Tácticas de captación: Del gaming a la extorsión criminal
The Com ha perfeccionado métodos de reclutamiento que pasan desapercibidos para los adultos. Utilizan lenguajes codificados y emojis específicos para comunicarse en foros privados y servidores de videojuegos. Una vez que el joven es atraído a su círculo de influencia, el proceso de victimización y radicalización se intensifica mediante técnicas de manipulación psicológica y extorsión.
- Instrucciones para la autolesión: Se incita a los miembros a grabarse cometiendo actos contra su integridad física.
- Maltrato animal y ataques violentos: La crueldad es utilizada como prueba de lealtad y para ganar estatus interno.
- Muros de sangre: Pinturas realizadas con fluidos corporales que identifican al extorsionador.
- Doxing y Swatting: Técnicas de acoso digital que incluyen la publicación de datos privados y falsas denuncias policiales para movilizar unidades de asalto a casas de víctimas.

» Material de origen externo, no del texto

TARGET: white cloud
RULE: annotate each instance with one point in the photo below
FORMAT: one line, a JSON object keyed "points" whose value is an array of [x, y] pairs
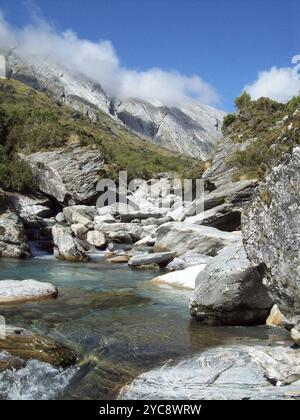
{"points": [[99, 61], [280, 84]]}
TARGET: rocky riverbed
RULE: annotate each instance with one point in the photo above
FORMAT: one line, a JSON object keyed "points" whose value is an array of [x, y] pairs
{"points": [[228, 264]]}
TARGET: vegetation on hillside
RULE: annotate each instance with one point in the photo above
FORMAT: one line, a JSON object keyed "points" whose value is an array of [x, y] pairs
{"points": [[270, 129], [30, 121]]}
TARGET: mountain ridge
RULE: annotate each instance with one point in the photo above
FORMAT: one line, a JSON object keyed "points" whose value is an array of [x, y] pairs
{"points": [[189, 128]]}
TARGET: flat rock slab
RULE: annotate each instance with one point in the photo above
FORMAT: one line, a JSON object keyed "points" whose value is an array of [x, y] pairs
{"points": [[162, 259], [26, 345], [14, 291], [185, 279], [222, 373]]}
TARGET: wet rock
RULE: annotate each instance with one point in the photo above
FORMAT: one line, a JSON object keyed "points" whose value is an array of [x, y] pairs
{"points": [[104, 219], [120, 259], [271, 226], [80, 231], [120, 232], [295, 334], [13, 291], [276, 318], [237, 193], [13, 240], [60, 217], [96, 239], [29, 207], [221, 171], [162, 259], [66, 246], [280, 365], [188, 260], [185, 279], [183, 237], [138, 215], [224, 373], [80, 214], [224, 217], [69, 174], [230, 291], [27, 345]]}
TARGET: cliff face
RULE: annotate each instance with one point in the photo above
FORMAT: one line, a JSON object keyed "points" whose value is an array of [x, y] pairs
{"points": [[191, 129], [271, 231]]}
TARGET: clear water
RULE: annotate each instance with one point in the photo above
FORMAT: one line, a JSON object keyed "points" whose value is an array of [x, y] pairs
{"points": [[119, 323]]}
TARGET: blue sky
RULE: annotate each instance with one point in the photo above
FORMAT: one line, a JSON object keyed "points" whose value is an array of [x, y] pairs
{"points": [[226, 43]]}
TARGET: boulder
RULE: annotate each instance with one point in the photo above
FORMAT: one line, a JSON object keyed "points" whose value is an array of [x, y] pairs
{"points": [[183, 237], [66, 246], [276, 318], [68, 174], [30, 207], [80, 214], [185, 279], [13, 291], [60, 217], [295, 334], [281, 365], [222, 373], [120, 232], [238, 193], [230, 291], [162, 259], [104, 219], [271, 226], [96, 239], [224, 217], [80, 231], [221, 170], [27, 345], [13, 240], [138, 215]]}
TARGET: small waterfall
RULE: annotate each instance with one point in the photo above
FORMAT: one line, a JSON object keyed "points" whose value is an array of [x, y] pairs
{"points": [[36, 381], [40, 249]]}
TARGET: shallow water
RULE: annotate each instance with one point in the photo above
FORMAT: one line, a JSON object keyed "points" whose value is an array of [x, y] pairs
{"points": [[119, 323]]}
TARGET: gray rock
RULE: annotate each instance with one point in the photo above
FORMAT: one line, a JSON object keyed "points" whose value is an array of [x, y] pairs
{"points": [[137, 215], [80, 214], [69, 174], [224, 217], [224, 373], [96, 239], [271, 227], [237, 193], [32, 206], [13, 240], [80, 231], [28, 345], [60, 217], [188, 260], [222, 171], [66, 246], [189, 129], [230, 291], [13, 291], [183, 237], [104, 219], [162, 259], [120, 232], [295, 334]]}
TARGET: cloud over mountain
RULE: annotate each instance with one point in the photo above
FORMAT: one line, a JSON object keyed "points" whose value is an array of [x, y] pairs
{"points": [[99, 61], [280, 84]]}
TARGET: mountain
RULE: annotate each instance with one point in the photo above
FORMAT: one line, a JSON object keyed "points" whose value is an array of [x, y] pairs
{"points": [[190, 129]]}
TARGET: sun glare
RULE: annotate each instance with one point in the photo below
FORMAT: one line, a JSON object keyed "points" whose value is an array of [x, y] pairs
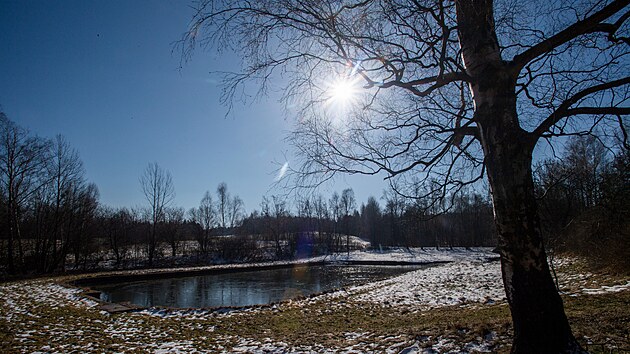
{"points": [[343, 91]]}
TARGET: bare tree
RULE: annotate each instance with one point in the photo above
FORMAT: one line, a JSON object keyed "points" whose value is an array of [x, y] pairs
{"points": [[159, 192], [223, 205], [455, 90], [348, 206], [236, 211], [66, 185], [22, 174], [205, 216]]}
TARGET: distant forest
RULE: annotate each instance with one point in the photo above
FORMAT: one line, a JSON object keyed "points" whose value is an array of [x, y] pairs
{"points": [[51, 220]]}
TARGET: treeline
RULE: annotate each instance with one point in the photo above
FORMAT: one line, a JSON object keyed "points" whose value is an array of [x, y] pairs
{"points": [[51, 219], [585, 202]]}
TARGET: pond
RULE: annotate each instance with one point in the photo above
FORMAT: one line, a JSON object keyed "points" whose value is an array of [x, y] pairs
{"points": [[245, 288]]}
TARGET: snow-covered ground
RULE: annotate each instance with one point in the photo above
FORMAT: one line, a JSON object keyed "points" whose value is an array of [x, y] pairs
{"points": [[43, 316]]}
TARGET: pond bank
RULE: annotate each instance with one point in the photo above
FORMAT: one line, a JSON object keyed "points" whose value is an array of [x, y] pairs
{"points": [[455, 306]]}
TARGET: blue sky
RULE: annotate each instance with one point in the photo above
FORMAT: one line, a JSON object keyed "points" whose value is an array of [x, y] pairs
{"points": [[103, 74]]}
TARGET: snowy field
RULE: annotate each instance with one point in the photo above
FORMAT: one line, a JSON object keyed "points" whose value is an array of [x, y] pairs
{"points": [[43, 316]]}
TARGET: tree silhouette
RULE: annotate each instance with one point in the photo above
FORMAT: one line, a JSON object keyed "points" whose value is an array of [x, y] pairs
{"points": [[453, 91]]}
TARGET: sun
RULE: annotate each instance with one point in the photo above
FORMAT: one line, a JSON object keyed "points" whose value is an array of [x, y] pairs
{"points": [[343, 91]]}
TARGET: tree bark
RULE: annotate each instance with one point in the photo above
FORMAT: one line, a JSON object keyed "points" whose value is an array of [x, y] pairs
{"points": [[540, 324]]}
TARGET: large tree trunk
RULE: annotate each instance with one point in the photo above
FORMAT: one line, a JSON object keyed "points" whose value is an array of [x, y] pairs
{"points": [[540, 324]]}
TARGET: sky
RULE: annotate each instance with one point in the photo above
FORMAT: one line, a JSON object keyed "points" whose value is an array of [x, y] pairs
{"points": [[104, 75]]}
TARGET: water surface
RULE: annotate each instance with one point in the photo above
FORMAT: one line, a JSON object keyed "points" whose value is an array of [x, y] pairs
{"points": [[245, 288]]}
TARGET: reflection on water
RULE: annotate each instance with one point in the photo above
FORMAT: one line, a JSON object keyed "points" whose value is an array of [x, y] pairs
{"points": [[245, 288]]}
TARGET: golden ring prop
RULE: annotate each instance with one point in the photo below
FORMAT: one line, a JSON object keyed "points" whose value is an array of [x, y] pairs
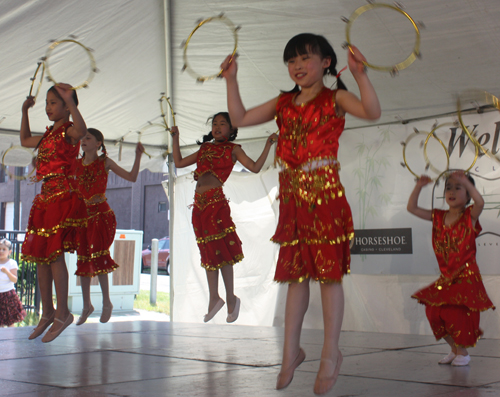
{"points": [[222, 19], [393, 69], [492, 101], [428, 165], [40, 68], [163, 99], [10, 162], [93, 68]]}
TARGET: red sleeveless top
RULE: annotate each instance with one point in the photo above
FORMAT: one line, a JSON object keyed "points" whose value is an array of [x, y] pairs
{"points": [[216, 159], [56, 156], [92, 179], [309, 131]]}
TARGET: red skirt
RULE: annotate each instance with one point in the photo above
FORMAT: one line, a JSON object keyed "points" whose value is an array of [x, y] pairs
{"points": [[93, 254], [56, 218], [11, 309], [314, 226], [215, 231]]}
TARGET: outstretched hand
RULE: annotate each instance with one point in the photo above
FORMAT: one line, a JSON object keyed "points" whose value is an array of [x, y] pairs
{"points": [[355, 60], [229, 66]]}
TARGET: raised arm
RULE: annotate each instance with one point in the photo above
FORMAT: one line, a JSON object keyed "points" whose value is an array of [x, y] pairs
{"points": [[240, 117], [79, 129], [412, 206], [127, 175], [368, 107], [25, 133], [474, 194], [247, 162], [179, 161]]}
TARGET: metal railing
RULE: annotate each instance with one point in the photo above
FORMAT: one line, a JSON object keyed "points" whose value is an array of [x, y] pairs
{"points": [[26, 286]]}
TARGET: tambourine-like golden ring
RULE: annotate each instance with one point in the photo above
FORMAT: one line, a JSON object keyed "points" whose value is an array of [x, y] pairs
{"points": [[6, 166], [394, 68], [427, 162], [163, 98], [93, 68], [40, 68], [220, 18], [492, 101]]}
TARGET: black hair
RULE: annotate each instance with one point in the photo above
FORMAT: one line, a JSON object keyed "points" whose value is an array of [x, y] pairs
{"points": [[309, 42], [469, 177], [56, 93], [208, 137], [100, 138]]}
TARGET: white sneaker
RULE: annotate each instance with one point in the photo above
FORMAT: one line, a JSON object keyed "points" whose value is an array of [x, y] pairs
{"points": [[447, 359], [461, 361]]}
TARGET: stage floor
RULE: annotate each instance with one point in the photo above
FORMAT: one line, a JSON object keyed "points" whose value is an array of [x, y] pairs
{"points": [[147, 358]]}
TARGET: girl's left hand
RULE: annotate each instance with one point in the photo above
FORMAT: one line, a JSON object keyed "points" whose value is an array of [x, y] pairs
{"points": [[66, 92], [139, 149], [273, 138], [355, 60]]}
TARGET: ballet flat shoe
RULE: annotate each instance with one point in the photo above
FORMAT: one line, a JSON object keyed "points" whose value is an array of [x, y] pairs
{"points": [[232, 317], [42, 327], [106, 313], [214, 311], [51, 335], [461, 361], [324, 385], [447, 359], [85, 314], [285, 377]]}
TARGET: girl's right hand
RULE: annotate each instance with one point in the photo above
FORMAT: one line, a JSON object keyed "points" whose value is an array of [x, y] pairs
{"points": [[28, 103], [229, 66], [423, 180]]}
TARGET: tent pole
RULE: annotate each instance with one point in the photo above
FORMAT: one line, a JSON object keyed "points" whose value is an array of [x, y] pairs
{"points": [[167, 21]]}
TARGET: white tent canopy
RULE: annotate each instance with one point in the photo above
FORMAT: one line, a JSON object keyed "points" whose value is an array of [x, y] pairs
{"points": [[137, 49]]}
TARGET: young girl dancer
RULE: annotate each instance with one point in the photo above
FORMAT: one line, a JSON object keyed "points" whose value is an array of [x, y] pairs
{"points": [[219, 245], [91, 178], [454, 301], [315, 225], [11, 308], [57, 212]]}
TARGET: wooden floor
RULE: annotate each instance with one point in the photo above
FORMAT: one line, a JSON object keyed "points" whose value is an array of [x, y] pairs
{"points": [[149, 358]]}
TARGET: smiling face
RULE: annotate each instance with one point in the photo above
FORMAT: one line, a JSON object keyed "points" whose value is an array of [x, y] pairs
{"points": [[307, 69], [55, 107], [456, 194], [90, 144], [221, 129]]}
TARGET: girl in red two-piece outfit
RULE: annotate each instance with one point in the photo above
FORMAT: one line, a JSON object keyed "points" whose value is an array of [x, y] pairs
{"points": [[220, 247], [315, 224], [58, 213], [91, 179], [453, 302]]}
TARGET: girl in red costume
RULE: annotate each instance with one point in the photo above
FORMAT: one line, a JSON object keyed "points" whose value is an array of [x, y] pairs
{"points": [[454, 301], [91, 178], [315, 224], [58, 212], [219, 245]]}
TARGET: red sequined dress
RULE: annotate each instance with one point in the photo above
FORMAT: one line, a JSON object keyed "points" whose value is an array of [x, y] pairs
{"points": [[460, 282], [93, 254], [315, 221], [214, 229], [58, 213]]}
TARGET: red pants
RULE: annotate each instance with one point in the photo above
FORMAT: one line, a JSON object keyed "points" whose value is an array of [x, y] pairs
{"points": [[459, 322]]}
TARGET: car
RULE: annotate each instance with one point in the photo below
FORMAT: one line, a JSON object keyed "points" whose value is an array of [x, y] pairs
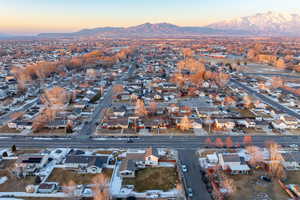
{"points": [[184, 168], [130, 141], [265, 178], [190, 192]]}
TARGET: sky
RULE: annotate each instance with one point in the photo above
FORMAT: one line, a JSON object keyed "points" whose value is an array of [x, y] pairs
{"points": [[27, 17]]}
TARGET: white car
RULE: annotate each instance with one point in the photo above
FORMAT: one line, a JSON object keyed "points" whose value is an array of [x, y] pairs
{"points": [[184, 168]]}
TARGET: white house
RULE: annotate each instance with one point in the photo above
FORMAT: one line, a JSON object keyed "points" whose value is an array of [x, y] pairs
{"points": [[234, 163]]}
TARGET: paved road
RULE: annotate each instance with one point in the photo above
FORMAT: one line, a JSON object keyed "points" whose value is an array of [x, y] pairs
{"points": [[273, 74], [193, 177], [266, 99], [6, 117], [178, 142], [186, 146]]}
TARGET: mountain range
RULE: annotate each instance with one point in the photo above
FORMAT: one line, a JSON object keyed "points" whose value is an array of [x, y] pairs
{"points": [[261, 24]]}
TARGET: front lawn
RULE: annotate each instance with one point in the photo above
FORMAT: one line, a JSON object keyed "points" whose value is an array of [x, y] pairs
{"points": [[63, 176]]}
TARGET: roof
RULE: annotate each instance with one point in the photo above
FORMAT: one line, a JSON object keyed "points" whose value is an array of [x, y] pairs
{"points": [[47, 186], [291, 157], [239, 167], [128, 165], [98, 161]]}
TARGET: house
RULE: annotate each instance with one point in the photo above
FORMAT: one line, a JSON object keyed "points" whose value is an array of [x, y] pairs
{"points": [[291, 160], [138, 160], [224, 124], [234, 163], [151, 157], [119, 111], [131, 163], [49, 187], [278, 124], [121, 123], [247, 123], [86, 163], [197, 124], [28, 165]]}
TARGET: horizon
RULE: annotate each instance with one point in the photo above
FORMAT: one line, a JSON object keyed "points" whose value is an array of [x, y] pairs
{"points": [[33, 17]]}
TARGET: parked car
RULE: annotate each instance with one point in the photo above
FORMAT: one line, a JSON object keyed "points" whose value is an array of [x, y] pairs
{"points": [[130, 141], [184, 168], [265, 178]]}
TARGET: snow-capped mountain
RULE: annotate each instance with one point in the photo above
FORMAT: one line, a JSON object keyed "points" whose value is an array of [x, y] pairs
{"points": [[270, 23]]}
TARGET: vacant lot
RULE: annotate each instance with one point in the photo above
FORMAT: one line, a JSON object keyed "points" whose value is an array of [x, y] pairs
{"points": [[161, 178], [250, 186], [63, 176]]}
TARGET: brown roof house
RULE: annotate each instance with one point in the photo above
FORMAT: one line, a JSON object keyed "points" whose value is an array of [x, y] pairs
{"points": [[138, 160]]}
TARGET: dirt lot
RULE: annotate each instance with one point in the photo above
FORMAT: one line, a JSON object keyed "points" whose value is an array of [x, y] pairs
{"points": [[162, 178], [250, 186], [63, 176]]}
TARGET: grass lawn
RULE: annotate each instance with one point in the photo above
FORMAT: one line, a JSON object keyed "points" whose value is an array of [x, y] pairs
{"points": [[160, 178], [63, 176]]}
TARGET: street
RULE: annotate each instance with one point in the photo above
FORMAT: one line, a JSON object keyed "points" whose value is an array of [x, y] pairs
{"points": [[193, 176]]}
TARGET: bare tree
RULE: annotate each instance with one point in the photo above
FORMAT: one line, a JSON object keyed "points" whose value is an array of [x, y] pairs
{"points": [[101, 187]]}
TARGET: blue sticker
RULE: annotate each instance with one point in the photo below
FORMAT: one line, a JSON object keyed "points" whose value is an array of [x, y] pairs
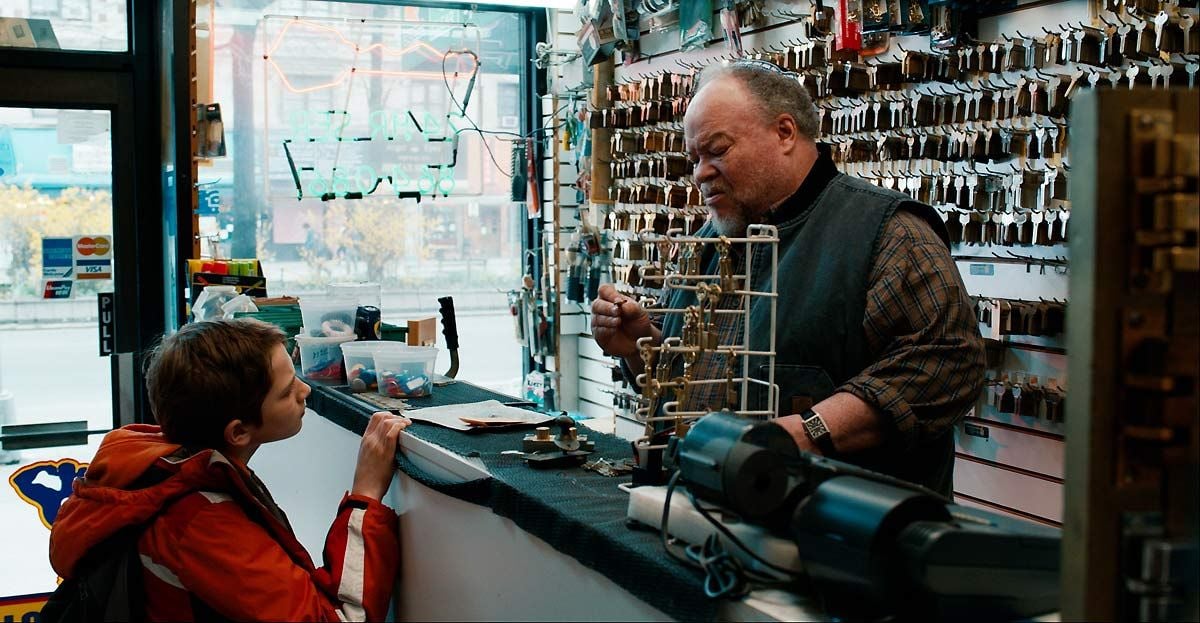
{"points": [[983, 269], [42, 496]]}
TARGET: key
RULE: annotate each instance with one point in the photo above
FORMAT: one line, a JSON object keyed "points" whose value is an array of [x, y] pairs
{"points": [[1074, 84], [1186, 23], [1161, 21], [1078, 45], [1053, 84], [1122, 34], [1115, 78]]}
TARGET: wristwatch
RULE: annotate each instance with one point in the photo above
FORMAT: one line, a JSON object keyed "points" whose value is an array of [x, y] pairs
{"points": [[817, 431]]}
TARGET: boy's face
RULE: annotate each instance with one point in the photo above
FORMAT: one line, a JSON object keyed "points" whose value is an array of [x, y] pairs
{"points": [[285, 403]]}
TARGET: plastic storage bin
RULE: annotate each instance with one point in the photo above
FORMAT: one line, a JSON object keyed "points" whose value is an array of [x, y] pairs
{"points": [[360, 367], [407, 372], [363, 292], [321, 358], [324, 317]]}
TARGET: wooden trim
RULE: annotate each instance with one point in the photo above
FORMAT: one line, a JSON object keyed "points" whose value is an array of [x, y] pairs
{"points": [[1008, 468], [594, 403], [1011, 510], [1025, 430], [1023, 346]]}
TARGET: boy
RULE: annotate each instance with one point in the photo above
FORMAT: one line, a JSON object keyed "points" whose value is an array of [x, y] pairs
{"points": [[217, 546]]}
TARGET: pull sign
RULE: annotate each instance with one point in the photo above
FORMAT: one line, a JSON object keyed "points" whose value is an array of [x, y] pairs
{"points": [[107, 322], [975, 430]]}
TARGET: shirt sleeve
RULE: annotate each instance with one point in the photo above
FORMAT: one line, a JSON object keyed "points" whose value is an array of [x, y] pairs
{"points": [[930, 357]]}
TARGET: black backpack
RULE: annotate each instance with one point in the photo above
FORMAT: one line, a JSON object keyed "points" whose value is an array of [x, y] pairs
{"points": [[107, 583]]}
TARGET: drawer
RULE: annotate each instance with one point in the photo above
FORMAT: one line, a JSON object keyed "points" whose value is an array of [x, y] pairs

Simbología y estatus: La búsqueda de la notoriedad macabra
Dentro de esta «Comunidad», la jerarquía se establece según el grado de daño infligido. La difusión de material de abuso sexual infantil o la transmisión en directo de agresiones callejeras —conocidas en su argot como «caza de hombres»— son recompensadas con el reconocimiento de otros miembros. El uso de simbolismo satánico y marcas grabadas en la piel no responde a una creencia religiosa, sino a una estrategia estética para infundir terror y consolidar la identidad del grupo.
Además, la red produce manuales detallados sobre la fabricación de explosivos improvisados y guías para el asesinato. Estos documentos son compartidos encriptadamente, facilitando que cualquier individuo radicalizado pueda llevar a cabo ataques sin necesidad de contacto físico previo con la organización. El objetivo final es la corrupción de la juventud para convertirla en el motor del colapso social que tanto anhelan.
Hacia una nueva defensa contra la violencia nihilista
La neutralización de los más de 4.000 enlaces es un éxito operativo, pero las autoridades advierten que el fenómeno está lejos de desaparecer. La lucha contra The Com y el aceleracionismo digital requiere una cooperación transfronteriza constante y una vigilancia activa en los entornos virtuales donde los jóvenes pasan la mayor parte de su tiempo. La seguridad en el ciberespacio se confirma así como la primera línea de defensa de las libertades civiles frente a un extremismo que desprecia cualquier norma de convivencia.